Часть 1
13 февраля 2014 г. в 00:40
П\а: "--" — так выделены реплики Мэтта; "-" и то, что в кавычках, — реплики Доминика, да и весь текст, в общем-то, его POV.
____________
-- Я не знаю, почему ты собираешься сделать это, — он обращается в никуда. В мое никуда. Который раз. Фертилити за его спиной слишком нагло хихикает.

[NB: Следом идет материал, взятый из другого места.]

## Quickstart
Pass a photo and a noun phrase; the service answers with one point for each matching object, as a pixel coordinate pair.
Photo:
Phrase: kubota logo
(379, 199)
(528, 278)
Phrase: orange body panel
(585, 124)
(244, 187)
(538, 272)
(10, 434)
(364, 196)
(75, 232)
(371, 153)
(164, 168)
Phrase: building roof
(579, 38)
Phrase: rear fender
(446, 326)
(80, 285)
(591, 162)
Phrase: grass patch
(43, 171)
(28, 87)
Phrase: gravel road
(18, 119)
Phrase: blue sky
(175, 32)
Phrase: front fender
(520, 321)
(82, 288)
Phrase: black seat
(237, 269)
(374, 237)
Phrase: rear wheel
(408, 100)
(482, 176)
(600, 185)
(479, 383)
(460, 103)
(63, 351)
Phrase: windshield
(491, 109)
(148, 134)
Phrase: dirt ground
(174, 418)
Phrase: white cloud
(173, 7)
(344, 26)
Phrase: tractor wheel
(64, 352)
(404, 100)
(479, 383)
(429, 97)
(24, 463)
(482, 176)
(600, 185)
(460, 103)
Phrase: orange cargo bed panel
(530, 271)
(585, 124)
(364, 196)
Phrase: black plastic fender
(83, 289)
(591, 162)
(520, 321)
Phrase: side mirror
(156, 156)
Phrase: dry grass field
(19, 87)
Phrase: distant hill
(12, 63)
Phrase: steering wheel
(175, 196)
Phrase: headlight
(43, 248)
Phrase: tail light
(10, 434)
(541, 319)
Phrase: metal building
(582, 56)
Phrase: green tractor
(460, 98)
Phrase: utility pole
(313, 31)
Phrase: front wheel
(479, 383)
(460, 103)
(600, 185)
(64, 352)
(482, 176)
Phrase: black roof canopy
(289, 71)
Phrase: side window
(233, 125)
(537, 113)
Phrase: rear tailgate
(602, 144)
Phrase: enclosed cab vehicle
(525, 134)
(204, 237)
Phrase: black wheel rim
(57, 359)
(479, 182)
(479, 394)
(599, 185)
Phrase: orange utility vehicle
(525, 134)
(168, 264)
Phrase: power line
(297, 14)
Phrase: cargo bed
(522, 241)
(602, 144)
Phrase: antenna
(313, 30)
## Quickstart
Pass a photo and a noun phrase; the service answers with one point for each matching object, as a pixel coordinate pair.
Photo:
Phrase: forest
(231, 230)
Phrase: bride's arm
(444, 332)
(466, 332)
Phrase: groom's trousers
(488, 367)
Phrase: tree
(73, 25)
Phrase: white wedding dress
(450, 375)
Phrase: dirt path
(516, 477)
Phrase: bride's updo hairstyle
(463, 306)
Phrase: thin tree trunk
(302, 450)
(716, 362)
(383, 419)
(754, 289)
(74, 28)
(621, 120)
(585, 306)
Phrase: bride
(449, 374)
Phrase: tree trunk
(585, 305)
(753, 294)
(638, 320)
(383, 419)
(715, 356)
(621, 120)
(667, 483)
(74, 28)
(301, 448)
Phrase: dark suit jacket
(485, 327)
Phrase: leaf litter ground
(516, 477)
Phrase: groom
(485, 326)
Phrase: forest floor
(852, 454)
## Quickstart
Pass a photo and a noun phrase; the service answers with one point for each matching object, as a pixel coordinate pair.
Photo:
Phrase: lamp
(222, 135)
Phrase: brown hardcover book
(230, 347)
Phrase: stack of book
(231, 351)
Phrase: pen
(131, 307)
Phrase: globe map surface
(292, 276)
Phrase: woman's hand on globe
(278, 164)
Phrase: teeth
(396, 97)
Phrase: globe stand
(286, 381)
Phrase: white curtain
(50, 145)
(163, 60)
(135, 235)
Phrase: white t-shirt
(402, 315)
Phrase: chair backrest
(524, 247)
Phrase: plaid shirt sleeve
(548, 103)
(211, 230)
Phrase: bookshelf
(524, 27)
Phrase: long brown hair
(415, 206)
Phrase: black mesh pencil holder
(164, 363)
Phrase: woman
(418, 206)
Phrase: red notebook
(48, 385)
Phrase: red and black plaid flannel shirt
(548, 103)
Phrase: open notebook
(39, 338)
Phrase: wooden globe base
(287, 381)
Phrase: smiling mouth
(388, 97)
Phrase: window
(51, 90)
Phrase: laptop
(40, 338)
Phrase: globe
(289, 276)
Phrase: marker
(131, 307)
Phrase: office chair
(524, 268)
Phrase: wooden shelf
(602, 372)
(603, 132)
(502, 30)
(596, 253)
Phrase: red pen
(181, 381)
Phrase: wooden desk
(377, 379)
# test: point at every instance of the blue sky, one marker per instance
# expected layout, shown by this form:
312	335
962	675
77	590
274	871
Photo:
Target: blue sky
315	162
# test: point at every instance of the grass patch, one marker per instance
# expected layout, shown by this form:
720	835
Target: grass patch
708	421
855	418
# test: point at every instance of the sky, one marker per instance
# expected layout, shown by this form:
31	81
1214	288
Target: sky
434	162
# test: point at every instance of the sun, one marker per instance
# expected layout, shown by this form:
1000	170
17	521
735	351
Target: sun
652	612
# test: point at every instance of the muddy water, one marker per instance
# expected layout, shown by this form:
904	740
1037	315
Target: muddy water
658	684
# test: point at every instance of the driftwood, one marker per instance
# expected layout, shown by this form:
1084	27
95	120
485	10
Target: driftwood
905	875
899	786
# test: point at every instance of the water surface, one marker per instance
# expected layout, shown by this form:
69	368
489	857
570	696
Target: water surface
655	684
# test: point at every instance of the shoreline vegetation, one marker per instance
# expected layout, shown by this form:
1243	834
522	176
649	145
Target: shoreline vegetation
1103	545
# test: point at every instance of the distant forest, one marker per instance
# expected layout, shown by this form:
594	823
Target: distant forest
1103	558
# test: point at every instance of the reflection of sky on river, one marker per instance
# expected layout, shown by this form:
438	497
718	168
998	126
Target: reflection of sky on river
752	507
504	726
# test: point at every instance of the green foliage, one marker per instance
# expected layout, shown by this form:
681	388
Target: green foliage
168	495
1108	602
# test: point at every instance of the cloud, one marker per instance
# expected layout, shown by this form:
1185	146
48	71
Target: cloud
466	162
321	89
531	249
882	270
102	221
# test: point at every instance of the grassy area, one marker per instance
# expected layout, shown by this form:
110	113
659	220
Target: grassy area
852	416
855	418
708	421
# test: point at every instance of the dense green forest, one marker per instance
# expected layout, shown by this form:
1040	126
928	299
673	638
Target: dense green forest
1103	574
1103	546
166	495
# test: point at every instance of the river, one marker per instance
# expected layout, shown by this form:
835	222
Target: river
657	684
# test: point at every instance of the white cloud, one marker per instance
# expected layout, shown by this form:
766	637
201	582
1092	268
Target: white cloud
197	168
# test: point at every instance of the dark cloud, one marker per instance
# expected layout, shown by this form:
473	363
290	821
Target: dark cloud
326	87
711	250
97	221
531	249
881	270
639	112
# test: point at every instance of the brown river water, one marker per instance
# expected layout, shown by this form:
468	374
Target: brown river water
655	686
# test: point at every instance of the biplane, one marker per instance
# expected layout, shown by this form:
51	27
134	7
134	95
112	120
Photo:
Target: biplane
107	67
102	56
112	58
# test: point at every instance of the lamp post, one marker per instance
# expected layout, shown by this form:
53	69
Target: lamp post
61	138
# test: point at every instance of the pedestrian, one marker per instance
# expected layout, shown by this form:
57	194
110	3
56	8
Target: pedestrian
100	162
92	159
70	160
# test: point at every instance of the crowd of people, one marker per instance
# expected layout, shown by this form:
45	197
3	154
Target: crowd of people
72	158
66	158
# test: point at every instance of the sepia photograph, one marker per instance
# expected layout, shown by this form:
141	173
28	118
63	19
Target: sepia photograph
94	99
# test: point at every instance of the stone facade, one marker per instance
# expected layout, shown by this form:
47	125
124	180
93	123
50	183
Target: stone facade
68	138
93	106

«Я не могу проснуться и найти это в себе».
В его глазах леденеют осколки. Он поворачивается к хихикающей Фертилити.
Льдинки плавятся, тают.
Его глаза – теплый чай: сплошное разочарование с плавающими кверху брюхом чаинками-китами-надеждами.
-- Но я хочу спасти их, — возражает он.
«Ты безнадежно глуп».
-- Я не позволю им умереть, — уверяет он. Себя?
«Ты снова покажешь все свои старания».
-- Все будет хорошо, — на секунду закрывает глаза.
«Ощущающие себя мёртвыми уже много лет».
Так все должно было быть.
Так все и было.
Его синдром Туретта.
Его спасение остальных.
Его спасение.
***
Он появляется в проходе —
бело-красно-желтом
оплеванном, облеванном, забытом всеми, скоро и вовсе исчезнувшем —
быстрыми шагами.
-- Уже можно.
«Теперь я понял, что ты имела ввиду».
-- Давай.
«Внутри меня царит какое-то безумие».
-- Сделай это. — «Убей себя».
«Не могу избавиться от этих воспоминаний».
-- Чего ты ждешь.
«Теперь я понял, что ты имела ввиду».
***
- Я тот террорист.
-- Не я? — надеждой — поверх меня.
- Не ты, — успокаиваю?
-- Тогда, я могу… — блеском в глазах — по мне.
- Слишком поздно, — боюсь потерять?
-- Я падаю вниз?
- Я наконец-то увидел свет?
***
На его запястье тату: «Believe».
На моем: «Fuck».
Краска с его волос слезла, и корни желтеют, осветленные бортовым оборудованием.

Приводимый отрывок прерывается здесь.